Behind the realty glass and chrome: Sweat and squalorOctober 15th, 2008 - 1:45 pm ICT by IANS
Noida, Oct 15 (IANS) Raman Mahto, a 33-year old bricklayer, constructs ‘dream homes’ in Noida, the sprawling satellite township of Delhi whose landscape reflects India’s booming real estate industry.Just behind the site of what is touted as a world-class residential project lies his home, a tent made of pieces of old tarpaulin weighed down with bricks, which has been home to his family for the past six months.
Hundreds of workers like Raman, who earn about Rs.100 (less than $2) a day, live in a sprawling cluster of tents such as this. The crew has no electricity and relies on the floodlights at the construction site for illumination at night.
Utensils are covered under a patina of sand and cement - courtesy the construction work nearby. Accommodations have no toilets; when the need arises, Raman says there’s always the open field behind the workers’ tents.
“Water is a big problem,” says his wife Meera. “The drinking water is dirty and we use the water used for construction work to cook and drink. My children have fallen ill several times but there is no other option.”
The construction industry - growing at a rate of 15 percent annually - is one of India’s largest employers: Raman and his family are among an estimated 40 million homeless labourers engaged in the sector.
Of this, the real estate industry is estimated to be worth at least $15 billion, according to industry lobby Associated Chambers of Commerce and Industry of India (Assocham).
Ironically, the people building modern India and its world-class cities are forced to live in the basest of conditions.
Developers such as Omaxe recognise the ill - and the negative fallout that it could entail: migration of labour to greener pastures. Omaxe today runs a project that focuses on improving the quality of life of the construction workers. Called ‘Sambhawna’, the project ensures basic hygienic facilities such as sanitation, pure drinking water, proper lighting and residential facilities for people working at sites.

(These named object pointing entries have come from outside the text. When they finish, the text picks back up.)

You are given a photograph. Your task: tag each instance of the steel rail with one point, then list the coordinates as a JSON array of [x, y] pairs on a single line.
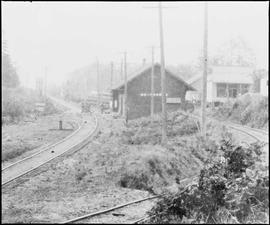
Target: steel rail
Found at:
[[110, 209], [43, 149], [152, 197], [80, 145], [123, 205]]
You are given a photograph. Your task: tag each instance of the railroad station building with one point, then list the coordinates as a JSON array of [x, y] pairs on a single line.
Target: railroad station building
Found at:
[[139, 92], [223, 83]]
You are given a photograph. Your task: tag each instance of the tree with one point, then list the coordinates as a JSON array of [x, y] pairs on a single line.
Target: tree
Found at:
[[9, 74]]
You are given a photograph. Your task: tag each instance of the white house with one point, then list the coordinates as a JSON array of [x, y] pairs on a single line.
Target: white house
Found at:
[[223, 83], [264, 86]]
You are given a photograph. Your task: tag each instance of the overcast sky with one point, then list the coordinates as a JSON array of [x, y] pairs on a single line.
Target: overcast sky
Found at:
[[67, 35]]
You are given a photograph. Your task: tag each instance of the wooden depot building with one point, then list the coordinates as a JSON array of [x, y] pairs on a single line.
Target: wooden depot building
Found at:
[[139, 92]]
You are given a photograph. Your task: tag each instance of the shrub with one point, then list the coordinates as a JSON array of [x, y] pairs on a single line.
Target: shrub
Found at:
[[224, 192]]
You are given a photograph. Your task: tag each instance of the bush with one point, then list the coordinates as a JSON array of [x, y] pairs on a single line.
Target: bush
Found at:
[[141, 131], [226, 191], [249, 109]]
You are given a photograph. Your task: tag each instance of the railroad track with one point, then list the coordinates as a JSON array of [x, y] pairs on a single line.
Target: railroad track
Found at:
[[255, 134], [121, 206], [72, 142]]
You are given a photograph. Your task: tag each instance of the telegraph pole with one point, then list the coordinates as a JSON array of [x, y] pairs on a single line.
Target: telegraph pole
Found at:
[[111, 75], [125, 91], [204, 94], [45, 82], [152, 85], [163, 79], [98, 85], [121, 70]]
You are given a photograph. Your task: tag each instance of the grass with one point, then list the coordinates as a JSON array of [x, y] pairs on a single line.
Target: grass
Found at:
[[109, 171]]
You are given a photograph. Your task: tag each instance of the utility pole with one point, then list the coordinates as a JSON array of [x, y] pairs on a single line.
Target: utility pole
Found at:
[[204, 90], [163, 75], [121, 70], [98, 83], [152, 85], [45, 82], [125, 91], [111, 75], [163, 79]]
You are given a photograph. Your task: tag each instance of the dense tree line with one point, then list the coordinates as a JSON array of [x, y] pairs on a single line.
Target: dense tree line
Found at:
[[10, 77]]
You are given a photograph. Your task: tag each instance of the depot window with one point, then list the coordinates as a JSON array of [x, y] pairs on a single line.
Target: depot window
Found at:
[[221, 90]]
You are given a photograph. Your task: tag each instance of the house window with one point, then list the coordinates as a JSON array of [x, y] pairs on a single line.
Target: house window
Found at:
[[244, 88], [233, 90], [115, 103], [221, 90]]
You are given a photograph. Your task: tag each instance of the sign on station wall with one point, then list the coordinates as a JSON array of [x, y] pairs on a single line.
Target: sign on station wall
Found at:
[[174, 100]]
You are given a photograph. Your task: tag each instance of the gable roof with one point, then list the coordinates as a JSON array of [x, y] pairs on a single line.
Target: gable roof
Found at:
[[141, 71], [226, 74]]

The company avers this initiative is not only part of its corporate social responsibility but it also checks migration of labour.
Says Rohtas Goel, Omaxe chairman and managing director: “Our initiative has not only enhanced our relationship with the workers but also helped to keep a check on migration of labour which is very common in this industry.
“Because of the poor infrastructure available to them, skilled workers often opt for overseas jobs, mostly in the Middle East, because of better working conditions,” Goel told IANS.
But the situation could yet improve for the Indian construction worker.
Early last week, the government said it has become incumbent on the industry to provide facilities such as fuel for cooking, mobile toilets, potable water, healthcare and crèches for workers and their families while getting environmental clearance for development projects.
“Construction workers and their children living in slums without even the basic facilities at most of the construction sites is not uncommon. This is certainly a welcome step by the government,” said a spokesperson of real estate major DLF.
“When we tied up with Laing O. Rourke (British construction firm Laing O’Rourke Plc) for construction projects in Gurgaon, we started providing our workers with living space with a sewage-treatment plant and 24-hour power, bathroom, first-aid centre, something not available in even some of Delhi’s neighborhoods,” he added.